- Independence of neutral and adaptive divergence in a low dispersal marine mollusc
- Marine Ecology - Progress Series
- Pages (from-to)
- Document type
- Faculty of Science (FNWI)
- Institute for Biodiversity and Ecosystem Dynamics (IBED)
Identifying how the interplay between neutral and adaptive evolutionary processes shapes the spatial structure of natural populations is a central task in ecology and conservation biology. In marine populations, generally characterised by large population sizes and high gene flow, the simultaneous use of multiple descriptors (i.e. genetic, morphological, life-history, etc.) can be particularly helpful in unravelling the often subtle and complex spatial patterns observed. The gastropod Buccinum undatum (common whelk) lacks a planktonic larval stage, which could promote isolation of local populations and lead to phenotypic divergence through genetic drift or local adaptation.
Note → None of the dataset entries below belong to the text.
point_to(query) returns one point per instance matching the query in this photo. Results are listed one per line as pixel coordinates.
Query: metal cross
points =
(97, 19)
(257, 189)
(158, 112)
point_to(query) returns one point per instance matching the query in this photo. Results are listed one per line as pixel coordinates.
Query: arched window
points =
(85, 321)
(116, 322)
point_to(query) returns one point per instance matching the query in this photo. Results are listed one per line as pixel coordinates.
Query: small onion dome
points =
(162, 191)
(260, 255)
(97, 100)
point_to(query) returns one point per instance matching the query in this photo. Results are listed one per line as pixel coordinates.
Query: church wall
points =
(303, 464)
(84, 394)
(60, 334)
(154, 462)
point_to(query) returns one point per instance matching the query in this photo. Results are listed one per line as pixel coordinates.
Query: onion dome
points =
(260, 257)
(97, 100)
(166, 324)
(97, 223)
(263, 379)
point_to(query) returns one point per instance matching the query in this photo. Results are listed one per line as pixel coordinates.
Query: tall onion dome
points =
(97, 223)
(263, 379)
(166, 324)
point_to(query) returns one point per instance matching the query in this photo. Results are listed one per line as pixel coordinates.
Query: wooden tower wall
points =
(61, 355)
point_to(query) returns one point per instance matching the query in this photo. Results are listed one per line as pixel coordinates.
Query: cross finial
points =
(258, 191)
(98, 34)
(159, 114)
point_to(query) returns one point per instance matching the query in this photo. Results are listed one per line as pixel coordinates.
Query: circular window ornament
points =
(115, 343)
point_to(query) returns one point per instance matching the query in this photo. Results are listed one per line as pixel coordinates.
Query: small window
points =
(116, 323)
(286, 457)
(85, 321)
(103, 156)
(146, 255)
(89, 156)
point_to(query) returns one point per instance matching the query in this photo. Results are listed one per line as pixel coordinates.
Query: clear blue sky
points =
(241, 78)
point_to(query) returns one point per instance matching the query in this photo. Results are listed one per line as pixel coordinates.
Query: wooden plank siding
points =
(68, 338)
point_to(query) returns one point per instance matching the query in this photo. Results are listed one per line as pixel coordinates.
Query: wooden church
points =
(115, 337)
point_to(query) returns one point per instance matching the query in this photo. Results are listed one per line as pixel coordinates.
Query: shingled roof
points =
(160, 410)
Despite the commercial significance of this species, the relative importance of these 2 forces remains unknown. Here, we used microsatellites, geometric morphometrics and shell thickness measurements to investigate the evolutionary dynamics generating spatial variation in 10 whelk populations in coastal waters around Ireland. Genetic diversity was generally high and genetic structure moderate but significant (overall FST = 0.019), in accordance with an isolation-by-distance pattern. Phenotypic divergence, as measured by PST, was uncorrelated with, and much more pronounced than, neutral divergence (FST), indicating that environmental variation rather than population isolation drives phenotypic differentiation. For some traits, at least, diversifying selection is likely to be involved unless additive genetic components of phenotypic variation among populations are very low. Our results document a lack of correspondence between neutral and adaptive divergence, and highlight the need to couple connectivity estimates with the assessment of ecologically relevant traits in fisheries management and conservation.